Just put it up on the wall if you’re going to use a QR code.
At least as a backup. Sites break, internet goes down, occasionally people don’t have their phones, so on. Or maybe I’m just sick of looking at my damn phone.
This, but unironically
I love QR Code menus, especially when you can order through them.
But I hate when restaurants force them on you. Just give me the fucking choice so that everyone can order in the way they prefer.
Yeah but they can’t data track you through a paper menu, and a company choosing to lose revenue?? impossible
most of them only link to a PDF containing the menu anyways, they can’t track you there either
Most services that convert a link to a QR code absolutely track their users. bit.ly (the URL shortening company) has a paid service to track where, when, and device IDs of who accessed the link whether it was through their shortened URL or the conveniently generated QR code that they can also make you.

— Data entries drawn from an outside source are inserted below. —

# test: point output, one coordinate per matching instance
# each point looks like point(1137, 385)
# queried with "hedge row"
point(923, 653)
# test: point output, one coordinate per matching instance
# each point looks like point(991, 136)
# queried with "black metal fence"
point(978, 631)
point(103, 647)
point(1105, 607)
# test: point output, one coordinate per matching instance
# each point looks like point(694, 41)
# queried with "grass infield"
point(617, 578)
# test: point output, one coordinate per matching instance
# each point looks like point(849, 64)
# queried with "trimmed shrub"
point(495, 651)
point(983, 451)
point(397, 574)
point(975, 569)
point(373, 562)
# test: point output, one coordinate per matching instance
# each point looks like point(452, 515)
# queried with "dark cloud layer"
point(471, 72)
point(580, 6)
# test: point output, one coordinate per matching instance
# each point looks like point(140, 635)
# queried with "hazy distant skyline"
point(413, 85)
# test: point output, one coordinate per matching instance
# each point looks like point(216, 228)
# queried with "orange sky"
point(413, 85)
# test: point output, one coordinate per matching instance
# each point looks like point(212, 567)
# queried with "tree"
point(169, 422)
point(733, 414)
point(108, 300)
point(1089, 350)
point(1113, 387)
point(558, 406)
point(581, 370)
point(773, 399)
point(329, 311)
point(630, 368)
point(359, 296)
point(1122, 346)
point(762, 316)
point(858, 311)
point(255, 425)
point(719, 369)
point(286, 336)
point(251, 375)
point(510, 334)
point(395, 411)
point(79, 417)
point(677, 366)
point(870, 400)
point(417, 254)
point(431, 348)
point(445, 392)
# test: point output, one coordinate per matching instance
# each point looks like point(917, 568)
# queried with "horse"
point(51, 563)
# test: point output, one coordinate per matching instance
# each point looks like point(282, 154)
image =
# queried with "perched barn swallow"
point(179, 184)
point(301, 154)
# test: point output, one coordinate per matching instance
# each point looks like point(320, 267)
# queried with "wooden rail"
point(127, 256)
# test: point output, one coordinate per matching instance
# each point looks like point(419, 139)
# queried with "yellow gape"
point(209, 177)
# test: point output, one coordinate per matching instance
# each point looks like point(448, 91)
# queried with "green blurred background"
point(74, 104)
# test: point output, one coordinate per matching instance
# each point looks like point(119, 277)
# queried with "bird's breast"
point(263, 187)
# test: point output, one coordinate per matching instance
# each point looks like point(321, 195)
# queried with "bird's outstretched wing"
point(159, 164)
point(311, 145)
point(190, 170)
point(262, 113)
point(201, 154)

Pretty much any webhosted service out there essentially needs to track ip’s (unless they want to be ddos’d), so even the server thats serving the pdf can and will track you
They could even go the easy route and use something like bit.my to do it for them too
Yeah, but want I want to say with this: the restaurant gets nothing out of providing the menu only as a PDF. It’s stupid, just give me the OPTION to use a paper card, even though I prefer the PDF
If you’re on their WiFi, then they’re just getting the restaurant’s IP. If you’re on mobile data, then they’re getting your carrier IP, which is often inside layers of carrier-grade NAT. Either way, they don’t get much besides knowing you’re attached to a specific carrier.
Even then it usually goes through the device’s browser and fingerprints as hard as some JavaScript virtually can, but I figured that was a bit long for the original post
(I mean shit your device probably tells google itself where its going, much less the connections on the other end)
edit: and of course this isn’t just the restaurant collecting it cause why would they care, usually its a shady 3rd party that already has a massive profile on you they can cross-reference
Did anyone check what that qr code in the image points to?
Nosh-inal 🥸
Ben garrison is being called out
Ah yes, the old “insult everyone involved” gag.